---------------------------------------- define i32 @src(i32 %0) noread nowrite nofree { %1: %2 = xor i32 %0, 4294967295 %3 = ctpop i32 %2 %4 = and i32 %3, 1 ret i32 %4 } => define i32 @tgt(i32 %0) noread nowrite nofree { %1: %2 = ctpop i32 %0 %3 = and i32 %2, 1 ret i32 %3 } Transformation seems to be correct! https://godbolt.org/z/hGoxxYYd6
Hm... If we have this transformation: ---------------------------------------- define i8 @src(i8 %0) { %1: %2 = xor i8 %0, 255 %3 = ctpop i8 %2 ret i8 %3 } => define i8 @tgt(i8 %0) { %1: %2 = ctpop i8 %0 %3 = sub i8 8, %2 ret i8 %3 } Transformation seems to be correct! Then int tgt(unsigned int a) { return (32 -__builtin_popcount(a)) & 1; } is nicely optimised to tgt(unsigned int): # @tgt(unsigned int) popcnt eax, edi and eax, 1 ret @spatel, replace xor with sub, WDYT?

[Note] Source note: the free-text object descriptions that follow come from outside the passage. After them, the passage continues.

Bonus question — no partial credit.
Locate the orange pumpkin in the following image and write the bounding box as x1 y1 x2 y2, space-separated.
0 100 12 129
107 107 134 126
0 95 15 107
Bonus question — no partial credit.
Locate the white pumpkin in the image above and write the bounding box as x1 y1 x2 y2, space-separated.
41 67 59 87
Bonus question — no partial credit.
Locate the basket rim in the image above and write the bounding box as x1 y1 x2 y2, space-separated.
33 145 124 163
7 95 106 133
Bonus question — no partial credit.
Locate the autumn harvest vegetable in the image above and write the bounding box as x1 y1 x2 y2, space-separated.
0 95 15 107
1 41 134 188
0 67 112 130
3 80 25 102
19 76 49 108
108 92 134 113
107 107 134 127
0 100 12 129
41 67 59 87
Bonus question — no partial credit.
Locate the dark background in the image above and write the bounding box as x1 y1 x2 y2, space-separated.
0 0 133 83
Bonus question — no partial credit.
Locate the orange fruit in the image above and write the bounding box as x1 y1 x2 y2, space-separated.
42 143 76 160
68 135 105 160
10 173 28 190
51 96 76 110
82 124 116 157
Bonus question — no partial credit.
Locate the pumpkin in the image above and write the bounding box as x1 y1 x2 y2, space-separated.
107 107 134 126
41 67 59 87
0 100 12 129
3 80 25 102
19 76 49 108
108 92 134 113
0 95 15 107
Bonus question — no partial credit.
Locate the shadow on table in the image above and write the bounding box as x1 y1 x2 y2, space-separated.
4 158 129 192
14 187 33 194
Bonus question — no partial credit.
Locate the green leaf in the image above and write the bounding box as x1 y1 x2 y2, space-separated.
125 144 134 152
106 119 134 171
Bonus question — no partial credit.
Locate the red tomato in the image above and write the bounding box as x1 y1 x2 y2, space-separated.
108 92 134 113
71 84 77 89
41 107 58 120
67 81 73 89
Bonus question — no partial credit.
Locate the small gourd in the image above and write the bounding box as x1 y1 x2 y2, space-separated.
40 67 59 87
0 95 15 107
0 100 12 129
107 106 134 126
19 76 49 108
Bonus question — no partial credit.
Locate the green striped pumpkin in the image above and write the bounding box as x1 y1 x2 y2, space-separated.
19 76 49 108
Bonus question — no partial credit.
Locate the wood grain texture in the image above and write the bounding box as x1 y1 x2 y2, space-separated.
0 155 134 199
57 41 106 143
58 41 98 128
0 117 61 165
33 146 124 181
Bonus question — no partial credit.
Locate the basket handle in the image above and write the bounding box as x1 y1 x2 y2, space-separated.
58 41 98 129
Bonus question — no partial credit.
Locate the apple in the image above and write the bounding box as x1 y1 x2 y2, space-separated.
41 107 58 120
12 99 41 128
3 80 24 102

int A(unsigned int a) { return (32 -__builtin_popcount(a)); } int B(unsigned int a) { return (__builtin_popcount(~a)) ; } A(unsigned int): # @A(unsigned int) popcnt ecx, edi mov eax, 32 sub eax, ecx ret B(unsigned int): # @B(unsigned int) not edi popcnt eax, edi ret
(In reply to David Bolvansky from comment #1) > int tgt(unsigned int a) > { > return (32 -__builtin_popcount(a)) & 1; > } > > > is nicely optimised to > > tgt(unsigned int): # @tgt(unsigned int) > popcnt eax, edi > and eax, 1 > ret > @spatel, replace xor with sub, WDYT? We really should have this folding to "not" in IR: https://alive2.llvm.org/ce/z/uuo8xa ...because a 'not' is better for analysis than a 'sub'. If that causes a regression on the parity pattern, we should add another fold for that. I'll take a look.

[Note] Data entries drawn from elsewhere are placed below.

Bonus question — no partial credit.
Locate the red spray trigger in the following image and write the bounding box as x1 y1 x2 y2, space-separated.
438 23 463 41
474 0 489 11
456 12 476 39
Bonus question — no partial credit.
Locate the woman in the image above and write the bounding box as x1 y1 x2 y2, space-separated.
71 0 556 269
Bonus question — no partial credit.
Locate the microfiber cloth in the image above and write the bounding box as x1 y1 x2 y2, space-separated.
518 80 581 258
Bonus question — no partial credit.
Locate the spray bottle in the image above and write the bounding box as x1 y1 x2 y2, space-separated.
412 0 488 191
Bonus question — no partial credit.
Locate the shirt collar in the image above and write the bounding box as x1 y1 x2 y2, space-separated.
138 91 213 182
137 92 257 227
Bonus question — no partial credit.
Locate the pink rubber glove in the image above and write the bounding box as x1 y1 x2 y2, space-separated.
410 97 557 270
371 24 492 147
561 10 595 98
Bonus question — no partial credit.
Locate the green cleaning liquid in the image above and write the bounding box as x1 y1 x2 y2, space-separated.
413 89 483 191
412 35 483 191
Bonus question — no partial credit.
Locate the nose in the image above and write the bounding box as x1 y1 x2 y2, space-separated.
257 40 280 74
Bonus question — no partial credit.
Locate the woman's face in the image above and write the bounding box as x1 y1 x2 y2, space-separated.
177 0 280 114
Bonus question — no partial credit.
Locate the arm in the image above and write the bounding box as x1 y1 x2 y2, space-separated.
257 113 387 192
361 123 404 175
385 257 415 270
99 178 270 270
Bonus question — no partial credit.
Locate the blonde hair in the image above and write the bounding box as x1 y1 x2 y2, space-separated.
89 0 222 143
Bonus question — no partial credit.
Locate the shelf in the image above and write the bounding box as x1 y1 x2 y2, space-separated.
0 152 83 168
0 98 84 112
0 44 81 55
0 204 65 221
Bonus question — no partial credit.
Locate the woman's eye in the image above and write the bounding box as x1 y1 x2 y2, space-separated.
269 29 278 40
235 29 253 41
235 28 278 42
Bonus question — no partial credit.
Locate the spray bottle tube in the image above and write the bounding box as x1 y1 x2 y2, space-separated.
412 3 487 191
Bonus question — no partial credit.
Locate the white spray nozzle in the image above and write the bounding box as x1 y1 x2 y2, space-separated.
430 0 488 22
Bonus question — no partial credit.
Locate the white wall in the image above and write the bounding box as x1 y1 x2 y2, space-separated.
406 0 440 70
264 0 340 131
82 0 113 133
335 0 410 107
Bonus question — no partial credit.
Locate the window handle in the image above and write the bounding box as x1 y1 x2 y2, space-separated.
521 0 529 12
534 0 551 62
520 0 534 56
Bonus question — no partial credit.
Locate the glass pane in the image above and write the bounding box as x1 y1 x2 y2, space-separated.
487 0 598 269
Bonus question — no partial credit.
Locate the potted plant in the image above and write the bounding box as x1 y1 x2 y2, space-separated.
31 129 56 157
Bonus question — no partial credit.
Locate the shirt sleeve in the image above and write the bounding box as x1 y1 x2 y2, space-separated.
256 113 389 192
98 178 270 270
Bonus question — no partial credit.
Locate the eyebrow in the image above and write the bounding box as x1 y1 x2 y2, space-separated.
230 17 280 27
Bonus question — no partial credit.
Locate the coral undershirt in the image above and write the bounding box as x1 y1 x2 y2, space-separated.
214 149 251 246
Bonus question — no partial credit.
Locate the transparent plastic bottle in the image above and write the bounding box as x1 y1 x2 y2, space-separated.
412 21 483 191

https://reviews.llvm.org/rGe10d7d455d4e Please check if that solves the motivating cases. We probably still want the sub->not transform, but if it is not showing up, it may not be that important - can either keep this open to track that or open another report.
Thanks. I will close this PR and create new one.